The back of the settle and Earnshaw's person interposed between me and him; so instead of endeavouring to reach me, he snatched a dinner-knife from the table and flung it at my head.  It struck beneath my ear, and stopped the sentence I was uttering; but, pulling it out, I sprang to the door and delivered another; which I hope went a little deeper than his missile.  The last glimpse I caught of him was a furious rush on his part, checked by the embrace of his host; and both fell locked together on the hearth.  In my flight through the kitchen I bid Joseph speed to his master; I knocked over Hareton, who was hanging a litter of puppies from a chair-back in the doorway; and, blessed as a soul escaped from purgatory, I bounded, leaped, and flew down the steep road; then, quitting its windings, shot direct across the moor, rolling over banks, and wading through marshes: precipitating myself, in fact, towards the beacon-light of the Grange.  And far rather would I be condemned to a perpetual dwelling in the infernal regions than, even for one night, abide beneath the roof of Wuthering Heights again.

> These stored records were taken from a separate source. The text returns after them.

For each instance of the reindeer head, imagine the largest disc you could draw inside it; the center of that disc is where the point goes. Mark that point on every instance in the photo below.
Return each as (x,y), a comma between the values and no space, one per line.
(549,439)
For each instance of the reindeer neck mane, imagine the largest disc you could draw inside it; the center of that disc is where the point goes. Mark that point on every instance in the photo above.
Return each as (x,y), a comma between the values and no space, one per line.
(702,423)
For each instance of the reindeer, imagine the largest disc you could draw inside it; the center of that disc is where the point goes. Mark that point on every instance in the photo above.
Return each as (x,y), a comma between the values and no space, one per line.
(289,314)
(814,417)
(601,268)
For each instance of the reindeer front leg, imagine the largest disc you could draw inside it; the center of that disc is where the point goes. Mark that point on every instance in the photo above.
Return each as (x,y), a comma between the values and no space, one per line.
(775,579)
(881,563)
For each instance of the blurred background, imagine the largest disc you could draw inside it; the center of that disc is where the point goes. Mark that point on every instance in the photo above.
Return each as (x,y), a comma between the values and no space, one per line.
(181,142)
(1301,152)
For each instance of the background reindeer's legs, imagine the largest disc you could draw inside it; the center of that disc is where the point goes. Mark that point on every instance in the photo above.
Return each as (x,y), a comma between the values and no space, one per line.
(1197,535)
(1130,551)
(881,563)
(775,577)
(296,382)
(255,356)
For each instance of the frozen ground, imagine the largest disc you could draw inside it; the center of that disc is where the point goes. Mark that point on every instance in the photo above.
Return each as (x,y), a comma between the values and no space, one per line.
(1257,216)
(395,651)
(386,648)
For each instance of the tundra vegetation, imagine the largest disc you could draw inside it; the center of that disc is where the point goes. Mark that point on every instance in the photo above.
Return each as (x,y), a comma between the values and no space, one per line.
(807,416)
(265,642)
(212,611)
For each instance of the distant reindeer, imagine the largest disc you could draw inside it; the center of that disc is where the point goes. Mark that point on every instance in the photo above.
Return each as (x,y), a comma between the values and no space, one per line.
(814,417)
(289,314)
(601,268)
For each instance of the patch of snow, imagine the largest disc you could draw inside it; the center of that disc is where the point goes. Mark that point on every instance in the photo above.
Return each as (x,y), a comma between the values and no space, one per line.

After informing Nelly of how she pursued her escape, and paying one last visit to Thrushcross Grange, her childhood home, Isabella removes somewhere "south of London", where she gives birth to Heathcliff's son, Linton, who resembles Isabella in every aspect.  The two lead a peaceful life for thirteen years, although no detail is given as to their activities.  Edgar visits Isabella in her final illness, where she asks him to take charge of Linton, and raise him away from his father.

Description 
Isabella inherits the blonde hair, blue eyes, and pale skin of the Linton family.  Her son, Linton Heathcliff, also inherits these features.  She is witty, sensitive, temperamental, and shallow.  In the words of Nelly, Isabella "has a capacity for strong attachments", as shown in her falling hopelessly in love with Heathcliff, who in turn takes advantage of her blind affections, leading them both into their tormenting marriage.

Reception 
The character has been analyzed in the context of portrayal of domestic violence and coverture in literature.